Dopo il 30 giugno, i cittadini europei, e quindi anche italiani, che vogliono vivere e lavorare in Gran Bretagna dovranno fare richiesta attraverso il sistema di immigrazione post-Brexit, scrive il Times.

Secondo i dati diffusi dall'Home Office oltre 5,4 milioni di persone hanno fatto domanda negli ultimi due anni. Il 53% ha ottenuto lo status di residente, il 44% ha ottenuto un "pre-settled status" che dura cinque anni e può essere trasformato nel permesso definitivo.

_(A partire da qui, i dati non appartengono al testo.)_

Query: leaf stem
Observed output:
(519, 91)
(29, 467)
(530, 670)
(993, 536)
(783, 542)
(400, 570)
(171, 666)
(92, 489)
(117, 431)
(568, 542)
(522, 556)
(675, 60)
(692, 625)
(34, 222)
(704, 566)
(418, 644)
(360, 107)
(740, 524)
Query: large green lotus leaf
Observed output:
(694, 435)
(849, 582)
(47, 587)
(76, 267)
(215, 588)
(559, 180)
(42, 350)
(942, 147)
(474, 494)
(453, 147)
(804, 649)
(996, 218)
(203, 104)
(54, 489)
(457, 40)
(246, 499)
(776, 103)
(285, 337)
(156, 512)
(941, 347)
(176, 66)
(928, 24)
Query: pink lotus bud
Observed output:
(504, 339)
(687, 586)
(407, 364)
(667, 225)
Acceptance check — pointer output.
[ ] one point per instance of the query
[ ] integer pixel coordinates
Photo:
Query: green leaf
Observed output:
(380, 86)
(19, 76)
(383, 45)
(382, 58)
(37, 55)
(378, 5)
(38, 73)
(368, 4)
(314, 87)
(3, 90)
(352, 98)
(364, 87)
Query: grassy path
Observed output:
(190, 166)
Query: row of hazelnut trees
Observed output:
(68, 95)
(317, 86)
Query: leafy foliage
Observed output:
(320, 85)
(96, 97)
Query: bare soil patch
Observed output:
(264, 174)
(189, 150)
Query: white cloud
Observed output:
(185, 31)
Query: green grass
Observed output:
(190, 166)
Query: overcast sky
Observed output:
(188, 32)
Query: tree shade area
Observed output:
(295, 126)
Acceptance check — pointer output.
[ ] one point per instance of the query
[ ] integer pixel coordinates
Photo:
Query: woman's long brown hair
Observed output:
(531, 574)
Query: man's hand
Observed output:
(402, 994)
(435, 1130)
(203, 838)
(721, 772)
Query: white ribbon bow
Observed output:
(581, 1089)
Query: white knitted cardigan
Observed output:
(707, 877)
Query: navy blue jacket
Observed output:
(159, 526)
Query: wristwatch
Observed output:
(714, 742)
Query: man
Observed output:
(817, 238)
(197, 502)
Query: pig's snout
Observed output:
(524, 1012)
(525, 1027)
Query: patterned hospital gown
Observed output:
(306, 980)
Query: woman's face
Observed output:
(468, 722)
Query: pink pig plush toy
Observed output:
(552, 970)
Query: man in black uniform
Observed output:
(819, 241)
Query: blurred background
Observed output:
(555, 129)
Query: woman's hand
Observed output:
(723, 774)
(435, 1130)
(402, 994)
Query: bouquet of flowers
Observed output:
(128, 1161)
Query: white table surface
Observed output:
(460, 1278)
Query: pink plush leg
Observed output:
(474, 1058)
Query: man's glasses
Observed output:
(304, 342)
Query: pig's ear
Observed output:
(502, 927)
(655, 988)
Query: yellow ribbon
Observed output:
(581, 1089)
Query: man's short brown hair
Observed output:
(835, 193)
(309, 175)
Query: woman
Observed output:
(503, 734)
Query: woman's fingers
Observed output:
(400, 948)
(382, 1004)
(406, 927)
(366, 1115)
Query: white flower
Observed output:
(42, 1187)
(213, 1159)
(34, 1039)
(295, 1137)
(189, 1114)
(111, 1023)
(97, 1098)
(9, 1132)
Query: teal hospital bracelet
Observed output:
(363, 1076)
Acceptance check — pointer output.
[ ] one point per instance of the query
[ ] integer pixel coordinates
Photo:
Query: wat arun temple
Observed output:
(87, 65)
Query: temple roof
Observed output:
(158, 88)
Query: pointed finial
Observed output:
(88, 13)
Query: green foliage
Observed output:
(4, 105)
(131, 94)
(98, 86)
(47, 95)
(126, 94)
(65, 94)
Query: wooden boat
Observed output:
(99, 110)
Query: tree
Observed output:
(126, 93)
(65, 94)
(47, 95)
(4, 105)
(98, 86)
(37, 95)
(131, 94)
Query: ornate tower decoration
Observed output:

Gli italiani che vivono nel Regno unito sono circa 700mila secondo i dati consolari, ma soltanto 500mila hanno fatto richiesta. Dopo il 30 giugno, il rischio è la perdita del diritto all'assistenza sanitaria, al lavoro, allo studio, alla casa e in casi estremi si può arrivare anche all'espulsione.

In una nota congiunta le autorità britanniche e europee hanno "ricordato ai cittadini europei nel Regno unito e ai britannici in Francia, Lettonia, Lussemburgo, Malta e Olanda della necessità di fare richiesta per un nuovo status di residenti entro il 30 giugno per proteggersi dall'accordo di uscita", scrive il Times.